Aeroelastic Instability and Flutter for a 10 MW Wind Turbine

Abstract

The goal of this thesis is to evaluate if flutter is a challenge to a 10 MW wind turbine. Flutter is an aeroelastic instability which occurs due to the interaction between the aerodynamic forces and the elasticity of the blade. Torsional motions of the blade lead to variations in the aerodynamic forces due to changes in the angle of attack of the airfoil. The variation in aerodynamic forces creates flapwise vibration of the blade. When the vibrations of the blades are in an unfavourable phase with the aerodynamic forces, flutter occurs. Flutter may lead to rapidly increasing vibrations of the blade and failure of the blade.
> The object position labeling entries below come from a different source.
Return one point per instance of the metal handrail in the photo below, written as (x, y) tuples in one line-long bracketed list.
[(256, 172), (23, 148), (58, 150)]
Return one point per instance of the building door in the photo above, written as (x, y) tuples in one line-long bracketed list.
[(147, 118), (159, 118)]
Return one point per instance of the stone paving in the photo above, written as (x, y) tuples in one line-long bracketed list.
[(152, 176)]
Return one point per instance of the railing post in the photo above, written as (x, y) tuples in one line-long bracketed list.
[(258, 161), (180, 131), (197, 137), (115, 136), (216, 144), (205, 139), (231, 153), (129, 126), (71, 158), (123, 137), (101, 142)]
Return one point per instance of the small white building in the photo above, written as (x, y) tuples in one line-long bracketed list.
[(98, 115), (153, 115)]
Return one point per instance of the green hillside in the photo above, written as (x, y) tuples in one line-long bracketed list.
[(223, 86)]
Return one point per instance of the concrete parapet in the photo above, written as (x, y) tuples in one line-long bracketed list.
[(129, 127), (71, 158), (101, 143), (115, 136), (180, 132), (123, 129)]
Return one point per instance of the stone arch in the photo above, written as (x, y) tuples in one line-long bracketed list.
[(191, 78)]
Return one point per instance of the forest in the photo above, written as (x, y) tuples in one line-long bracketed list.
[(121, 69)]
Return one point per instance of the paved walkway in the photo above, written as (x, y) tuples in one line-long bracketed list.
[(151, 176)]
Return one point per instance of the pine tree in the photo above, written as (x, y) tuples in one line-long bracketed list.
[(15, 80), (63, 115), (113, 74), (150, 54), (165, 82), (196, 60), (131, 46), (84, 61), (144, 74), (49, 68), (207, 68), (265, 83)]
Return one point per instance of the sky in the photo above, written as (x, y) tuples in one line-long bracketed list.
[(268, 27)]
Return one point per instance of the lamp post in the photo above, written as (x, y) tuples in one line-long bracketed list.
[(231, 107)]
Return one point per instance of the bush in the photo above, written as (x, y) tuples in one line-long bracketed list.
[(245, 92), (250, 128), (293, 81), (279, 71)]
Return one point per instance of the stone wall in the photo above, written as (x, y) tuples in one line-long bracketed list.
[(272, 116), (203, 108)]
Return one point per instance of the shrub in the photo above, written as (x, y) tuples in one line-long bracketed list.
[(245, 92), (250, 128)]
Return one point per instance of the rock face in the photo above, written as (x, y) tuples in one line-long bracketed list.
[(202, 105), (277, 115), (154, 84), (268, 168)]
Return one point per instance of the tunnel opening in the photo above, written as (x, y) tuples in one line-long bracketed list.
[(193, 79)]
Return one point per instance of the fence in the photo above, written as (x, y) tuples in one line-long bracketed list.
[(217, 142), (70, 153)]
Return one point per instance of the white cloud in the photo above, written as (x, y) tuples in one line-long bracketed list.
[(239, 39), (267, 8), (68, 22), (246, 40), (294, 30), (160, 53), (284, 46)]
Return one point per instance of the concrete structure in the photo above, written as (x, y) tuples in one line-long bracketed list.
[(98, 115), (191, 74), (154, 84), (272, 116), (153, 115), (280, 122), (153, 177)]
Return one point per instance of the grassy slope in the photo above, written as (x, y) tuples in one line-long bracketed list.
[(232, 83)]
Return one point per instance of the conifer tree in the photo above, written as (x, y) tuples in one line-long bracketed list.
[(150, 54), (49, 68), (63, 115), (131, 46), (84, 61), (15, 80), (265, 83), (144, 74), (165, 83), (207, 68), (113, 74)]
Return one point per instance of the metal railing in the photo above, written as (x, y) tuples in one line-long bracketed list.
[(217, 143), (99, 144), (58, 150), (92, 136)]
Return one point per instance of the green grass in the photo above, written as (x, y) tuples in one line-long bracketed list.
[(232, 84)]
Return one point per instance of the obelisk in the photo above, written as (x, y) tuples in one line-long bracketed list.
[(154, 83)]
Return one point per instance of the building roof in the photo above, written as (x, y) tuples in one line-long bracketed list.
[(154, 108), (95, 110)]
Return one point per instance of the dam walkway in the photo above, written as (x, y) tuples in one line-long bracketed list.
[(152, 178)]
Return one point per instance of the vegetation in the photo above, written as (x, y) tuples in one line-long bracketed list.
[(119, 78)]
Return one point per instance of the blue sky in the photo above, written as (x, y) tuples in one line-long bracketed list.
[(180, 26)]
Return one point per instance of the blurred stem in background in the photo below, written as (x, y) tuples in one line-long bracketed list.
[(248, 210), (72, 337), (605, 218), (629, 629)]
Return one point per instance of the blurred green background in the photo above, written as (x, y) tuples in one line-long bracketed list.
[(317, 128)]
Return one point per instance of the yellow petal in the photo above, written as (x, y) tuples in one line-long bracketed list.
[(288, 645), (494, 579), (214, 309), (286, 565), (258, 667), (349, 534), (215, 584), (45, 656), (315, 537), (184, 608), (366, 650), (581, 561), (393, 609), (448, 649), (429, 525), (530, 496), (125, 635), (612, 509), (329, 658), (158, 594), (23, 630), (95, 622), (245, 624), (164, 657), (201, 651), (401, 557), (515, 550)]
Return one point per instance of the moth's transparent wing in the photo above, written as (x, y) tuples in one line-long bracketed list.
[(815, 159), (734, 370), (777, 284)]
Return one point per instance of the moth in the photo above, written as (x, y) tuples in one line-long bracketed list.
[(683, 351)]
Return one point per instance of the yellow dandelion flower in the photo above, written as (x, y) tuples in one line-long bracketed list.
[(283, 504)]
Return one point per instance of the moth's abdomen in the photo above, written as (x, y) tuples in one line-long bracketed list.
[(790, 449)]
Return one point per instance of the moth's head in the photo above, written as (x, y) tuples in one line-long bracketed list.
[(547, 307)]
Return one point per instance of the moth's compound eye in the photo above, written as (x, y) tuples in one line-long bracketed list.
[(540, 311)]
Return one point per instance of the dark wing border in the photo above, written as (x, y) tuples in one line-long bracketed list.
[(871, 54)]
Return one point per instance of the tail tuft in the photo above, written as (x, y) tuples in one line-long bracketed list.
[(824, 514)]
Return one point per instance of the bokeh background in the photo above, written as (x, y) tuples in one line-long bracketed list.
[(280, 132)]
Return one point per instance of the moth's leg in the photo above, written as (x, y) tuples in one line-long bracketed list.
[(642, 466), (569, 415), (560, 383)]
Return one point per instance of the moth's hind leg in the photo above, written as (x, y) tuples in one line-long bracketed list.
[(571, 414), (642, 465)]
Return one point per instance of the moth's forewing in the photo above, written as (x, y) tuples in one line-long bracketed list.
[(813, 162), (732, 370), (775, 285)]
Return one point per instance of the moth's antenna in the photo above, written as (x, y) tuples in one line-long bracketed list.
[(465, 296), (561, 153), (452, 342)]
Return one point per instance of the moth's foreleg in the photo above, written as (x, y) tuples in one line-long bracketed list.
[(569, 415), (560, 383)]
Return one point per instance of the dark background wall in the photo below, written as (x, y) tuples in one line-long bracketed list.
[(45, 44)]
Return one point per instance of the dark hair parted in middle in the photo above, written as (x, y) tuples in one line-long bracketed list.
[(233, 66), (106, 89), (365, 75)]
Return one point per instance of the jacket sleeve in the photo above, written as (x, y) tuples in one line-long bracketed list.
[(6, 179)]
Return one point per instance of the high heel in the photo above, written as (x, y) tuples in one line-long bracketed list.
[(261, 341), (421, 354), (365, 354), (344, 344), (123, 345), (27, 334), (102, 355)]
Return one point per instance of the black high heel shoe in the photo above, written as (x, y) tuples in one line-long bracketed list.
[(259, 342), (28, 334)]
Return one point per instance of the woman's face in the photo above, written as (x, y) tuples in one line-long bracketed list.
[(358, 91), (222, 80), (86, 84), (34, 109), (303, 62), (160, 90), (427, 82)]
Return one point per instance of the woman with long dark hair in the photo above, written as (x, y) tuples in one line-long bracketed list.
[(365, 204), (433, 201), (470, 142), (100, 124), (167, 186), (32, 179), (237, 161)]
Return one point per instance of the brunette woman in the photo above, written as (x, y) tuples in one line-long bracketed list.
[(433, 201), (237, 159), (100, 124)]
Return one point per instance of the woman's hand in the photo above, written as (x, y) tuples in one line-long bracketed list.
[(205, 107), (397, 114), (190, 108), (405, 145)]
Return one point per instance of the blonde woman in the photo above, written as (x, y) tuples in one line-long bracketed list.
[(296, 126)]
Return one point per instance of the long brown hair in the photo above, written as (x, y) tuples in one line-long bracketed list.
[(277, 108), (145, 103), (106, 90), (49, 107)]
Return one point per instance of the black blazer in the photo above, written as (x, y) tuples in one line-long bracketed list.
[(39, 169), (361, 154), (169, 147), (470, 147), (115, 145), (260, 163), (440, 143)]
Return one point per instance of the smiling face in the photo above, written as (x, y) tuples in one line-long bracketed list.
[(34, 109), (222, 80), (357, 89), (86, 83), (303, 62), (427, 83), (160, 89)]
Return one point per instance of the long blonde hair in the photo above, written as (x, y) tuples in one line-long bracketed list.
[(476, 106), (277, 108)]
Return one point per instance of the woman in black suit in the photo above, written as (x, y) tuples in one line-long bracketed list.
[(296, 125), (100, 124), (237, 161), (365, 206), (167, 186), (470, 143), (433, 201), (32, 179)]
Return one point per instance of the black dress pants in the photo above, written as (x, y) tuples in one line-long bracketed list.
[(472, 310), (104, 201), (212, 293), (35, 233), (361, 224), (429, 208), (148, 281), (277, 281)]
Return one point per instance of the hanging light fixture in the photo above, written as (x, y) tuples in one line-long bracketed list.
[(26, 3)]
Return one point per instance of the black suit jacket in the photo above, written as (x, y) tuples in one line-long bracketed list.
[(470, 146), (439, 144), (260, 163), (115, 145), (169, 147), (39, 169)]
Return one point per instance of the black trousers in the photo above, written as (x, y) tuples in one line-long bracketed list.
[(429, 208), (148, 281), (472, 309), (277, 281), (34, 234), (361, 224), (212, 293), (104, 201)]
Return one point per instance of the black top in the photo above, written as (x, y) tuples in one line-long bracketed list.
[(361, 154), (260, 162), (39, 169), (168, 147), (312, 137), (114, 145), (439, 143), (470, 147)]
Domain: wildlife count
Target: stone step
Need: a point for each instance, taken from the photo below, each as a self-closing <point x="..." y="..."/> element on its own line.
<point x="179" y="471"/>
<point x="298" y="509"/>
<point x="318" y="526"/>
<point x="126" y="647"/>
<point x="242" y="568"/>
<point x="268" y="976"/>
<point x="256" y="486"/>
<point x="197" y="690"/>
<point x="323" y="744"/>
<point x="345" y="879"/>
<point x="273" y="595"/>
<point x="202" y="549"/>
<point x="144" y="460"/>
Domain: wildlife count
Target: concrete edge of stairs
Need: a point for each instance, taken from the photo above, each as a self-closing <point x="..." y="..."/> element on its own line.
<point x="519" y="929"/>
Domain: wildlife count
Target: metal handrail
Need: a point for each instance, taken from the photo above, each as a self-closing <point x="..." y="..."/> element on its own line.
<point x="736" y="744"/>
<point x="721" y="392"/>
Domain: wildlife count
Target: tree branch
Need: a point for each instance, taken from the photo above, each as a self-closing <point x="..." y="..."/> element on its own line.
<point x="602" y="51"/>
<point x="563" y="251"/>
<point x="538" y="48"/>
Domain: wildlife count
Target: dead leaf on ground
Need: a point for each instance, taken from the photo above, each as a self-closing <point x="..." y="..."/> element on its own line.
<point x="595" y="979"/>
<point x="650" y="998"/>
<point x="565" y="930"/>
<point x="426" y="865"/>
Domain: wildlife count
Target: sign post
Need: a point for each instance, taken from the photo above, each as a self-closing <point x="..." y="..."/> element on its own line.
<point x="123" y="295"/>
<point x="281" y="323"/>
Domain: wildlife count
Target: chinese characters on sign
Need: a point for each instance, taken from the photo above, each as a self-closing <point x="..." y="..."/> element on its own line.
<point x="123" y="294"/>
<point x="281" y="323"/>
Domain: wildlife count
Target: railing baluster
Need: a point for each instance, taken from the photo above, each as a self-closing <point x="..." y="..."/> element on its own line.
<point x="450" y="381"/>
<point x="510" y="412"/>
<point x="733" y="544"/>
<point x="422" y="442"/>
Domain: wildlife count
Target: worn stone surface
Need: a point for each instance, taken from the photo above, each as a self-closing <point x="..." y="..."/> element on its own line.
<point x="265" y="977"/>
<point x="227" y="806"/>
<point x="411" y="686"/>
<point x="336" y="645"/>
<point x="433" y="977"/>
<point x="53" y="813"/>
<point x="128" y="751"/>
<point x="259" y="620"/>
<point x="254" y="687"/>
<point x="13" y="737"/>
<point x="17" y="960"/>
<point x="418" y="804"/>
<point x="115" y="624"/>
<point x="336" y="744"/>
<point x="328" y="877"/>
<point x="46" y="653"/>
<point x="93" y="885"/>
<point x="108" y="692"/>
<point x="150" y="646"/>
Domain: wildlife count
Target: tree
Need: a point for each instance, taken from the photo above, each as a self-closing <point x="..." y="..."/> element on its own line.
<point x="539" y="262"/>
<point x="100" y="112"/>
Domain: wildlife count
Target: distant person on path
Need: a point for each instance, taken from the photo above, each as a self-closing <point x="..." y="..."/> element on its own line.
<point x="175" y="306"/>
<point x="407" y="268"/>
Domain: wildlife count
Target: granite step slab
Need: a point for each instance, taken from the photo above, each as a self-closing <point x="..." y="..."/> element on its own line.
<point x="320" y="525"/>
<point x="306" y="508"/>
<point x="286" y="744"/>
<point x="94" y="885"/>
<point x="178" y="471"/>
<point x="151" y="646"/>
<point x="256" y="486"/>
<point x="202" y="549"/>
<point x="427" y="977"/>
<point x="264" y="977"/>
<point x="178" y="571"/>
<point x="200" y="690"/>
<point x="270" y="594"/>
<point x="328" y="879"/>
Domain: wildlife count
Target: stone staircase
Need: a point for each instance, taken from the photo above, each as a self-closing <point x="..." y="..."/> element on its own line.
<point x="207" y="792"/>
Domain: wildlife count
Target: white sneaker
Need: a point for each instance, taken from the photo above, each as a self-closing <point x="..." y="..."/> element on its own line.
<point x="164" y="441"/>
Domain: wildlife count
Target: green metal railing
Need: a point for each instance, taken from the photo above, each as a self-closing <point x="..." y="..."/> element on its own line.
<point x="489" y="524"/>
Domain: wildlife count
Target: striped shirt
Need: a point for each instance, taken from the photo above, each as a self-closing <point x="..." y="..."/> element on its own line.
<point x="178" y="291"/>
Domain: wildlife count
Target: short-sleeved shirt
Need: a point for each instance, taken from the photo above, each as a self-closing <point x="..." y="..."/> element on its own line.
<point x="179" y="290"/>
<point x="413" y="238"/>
The 10 MW reference turbine from NOWITECH, Norwegian Research Centre for Offshore Wind Technology, was studied. An aeroelastic stability analysis was performed using the aeroelastic stability tool HAWCStab2. It was found that this wind turbine becomes unstable at approximately twice the operational speed of the turbine. The turbine does not experience flutter in normal power producing operation. A simulation in the time domain was also performed, using the aeroelastic tool HAWC2. In a run-away situation, the turbine was found to become unstable with flutter before it reached the run-away speed. The turbine was then analysed with other blades. A softer blade and a stiffer blade were studied. The soft blade was found to become unstable at 1.8 times the operational speed of the turbine. The stiff blade was found to become unstable at around 2.5 times the operational speed. The stiff blade was the only blade where the turbine was able to reach the run-away speed without experiencing instabilities.